The profile is bounded, but overflow is explicit. Use the status APIs when a caller must distinguish “term missing” from “result buffer too small” or “document rejected because the bounded profile was exceeded”.

StatusMeaning
INDEX_OKOperation completed without truncation or capacity loss
INDEX_DOC_CAPACITY_EXCEEDEDThe document table is full
INDEX_TOKEN_CAPACITY_EXCEEDEDTokenization saw more than MAX_TOKENS_PER_DOC tokens
INDEX_TERM_TRUNCATEDA token exceeded MAX_TERM_LEN
INDEX_TERM_CAPACITY_EXCEEDEDThe term dictionary is full
INDEX_POSTING_CAPACITY_EXCEEDEDA term posting list is full
INDEX_RESULT_CAPACITY_EXCEEDEDQuery matched more docs than out_buf can hold
INDEX_MISSING_TERMQuery term was not indexed
pub struct Index {
terms: [MAX_TERMS]TermEntry,
term_count: u32,
docs: [MAX_DOCS]DocEntry,
doc_count: u32,
total_len: u64,
}
pub struct Bm25Stats {
doc_count: u64,
total_token_len: u64,
}

Index is the whole index image. Put it on the stack, inside a larger store record, or behind a caller-owned allocation. The module does not retain any outside pointer to document text.

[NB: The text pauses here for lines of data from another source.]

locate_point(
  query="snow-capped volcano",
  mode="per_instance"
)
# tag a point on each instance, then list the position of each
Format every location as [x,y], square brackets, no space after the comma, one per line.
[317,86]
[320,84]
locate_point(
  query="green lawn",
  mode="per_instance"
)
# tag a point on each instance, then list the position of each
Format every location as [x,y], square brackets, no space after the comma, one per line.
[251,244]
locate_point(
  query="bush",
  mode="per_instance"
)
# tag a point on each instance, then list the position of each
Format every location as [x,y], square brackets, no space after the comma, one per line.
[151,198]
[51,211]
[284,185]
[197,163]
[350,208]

pub func make_index() -> Index

Returns a fresh empty index.

pub func tokenize_status(
text: []const u8,
out_terms: *[MAX_TOKENS_PER_DOC][MAX_TERM_LEN]u8,
out_lens: *[MAX_TOKENS_PER_DOC]u32,
out_count: *u32,
) -> u32
pub func tokenize(
text: []const u8,
out_terms: *[MAX_TOKENS_PER_DOC][MAX_TERM_LEN]u8,
out_lens: *[MAX_TOKENS_PER_DOC]u32,
) -> u32

Splits a byte string into lowercase terms. The caller owns the fixed output arrays. tokenize_status writes the number of copied tokens to out_count and returns an INDEX_* status. tokenize is the compatibility wrapper that returns only the copied count.

pub func add_doc_status(
idx: *Index,
doc_id: u32,
text: []const u8,
out_id: *u32,
out_token_count: *u32,
) -> u32
pub func add_doc(idx: *Index, doc_id: u32, text: []const u8, out_id: *u32) -> bool

Tokenizes text, stores document metadata, updates posting lists, and writes doc_id into out_id on success. add_doc_status is transactional for non-OK capacity statuses: it returns the relevant INDEX_* status without mutating idx. add_doc remains as the compatibility wrapper and returns false for any non-OK checked status.

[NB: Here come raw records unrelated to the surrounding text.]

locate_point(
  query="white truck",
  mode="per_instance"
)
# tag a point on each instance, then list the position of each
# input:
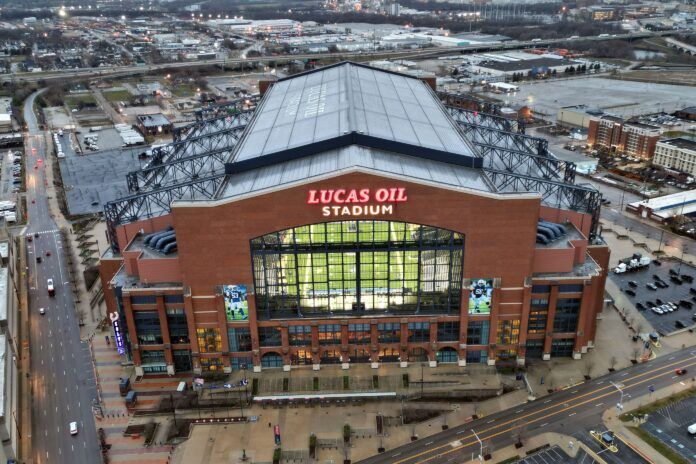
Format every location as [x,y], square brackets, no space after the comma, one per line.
[634,263]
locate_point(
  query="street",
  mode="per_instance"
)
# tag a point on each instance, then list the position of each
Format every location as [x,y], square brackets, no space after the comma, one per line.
[570,412]
[62,379]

pub func query_term_status(
idx: *const Index,
term: []const u8,
out_buf: []u32,
out_count: *u32,
out_total: *u32,
) -> u32
pub func query_term(
idx: *const Index,
term: []const u8,
out_buf: []u32,
out_count: *u32,
) -> bool

Looks up one normalized term and copies matching document IDs into out_buf. query_term_status writes the copied count to out_count, the full posting-list size to out_total, and returns INDEX_RESULT_CAPACITY_EXCEEDED when the caller buffer is too small. query_term remains as the compatibility wrapper and returns false only when the term was never indexed.

pub func bm25_score(idx: *const Index, doc_id: u32, term: []const u8) -> u32

Computes a fixed-point BM25-class score for a single (doc_id, term) pair. The return value is scaled by 1000. A missing document, missing term, or zero term frequency returns 0.

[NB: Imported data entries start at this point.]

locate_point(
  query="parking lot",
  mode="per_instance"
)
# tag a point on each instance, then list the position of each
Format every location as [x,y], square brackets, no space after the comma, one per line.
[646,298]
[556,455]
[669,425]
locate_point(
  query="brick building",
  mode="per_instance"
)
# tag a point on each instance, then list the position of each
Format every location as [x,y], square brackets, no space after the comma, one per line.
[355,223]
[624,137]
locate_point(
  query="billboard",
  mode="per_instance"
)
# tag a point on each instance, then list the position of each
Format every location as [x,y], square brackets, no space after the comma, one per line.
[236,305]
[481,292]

pub func bm25_stats(idx: *const Index) -> Bm25Stats

Returns corpus-level counters used by the scorer and by smoke tests: doc_count and total_token_len.

std.text.index is the algorithmic core. It is useful for small in-memory indexes, compiler smokes, and future code-graph query substrates. It is not yet the persistent ASTDB search layer. Reserved key encoding, storage integration, and reopen behavior belong in a later store-backed facade.

The focused smoke target is:

Terminal window
./scripts/zb test-text-index

The smoke builds std/text/index_smoke.jan, adds two documents, verifies shared and unique term lookups, checks corpus stats, and proves bm25_score returns non-zero for indexed hits and zero for misses.

The bounded-profile status smoke is:

Terminal window
./scripts/zb test-text-index-overflow

It proves token overflow, term truncation, term-capacity overflow, posting-list overflow, document-table overflow, and query-result truncation all produce explicit INDEX_* statuses.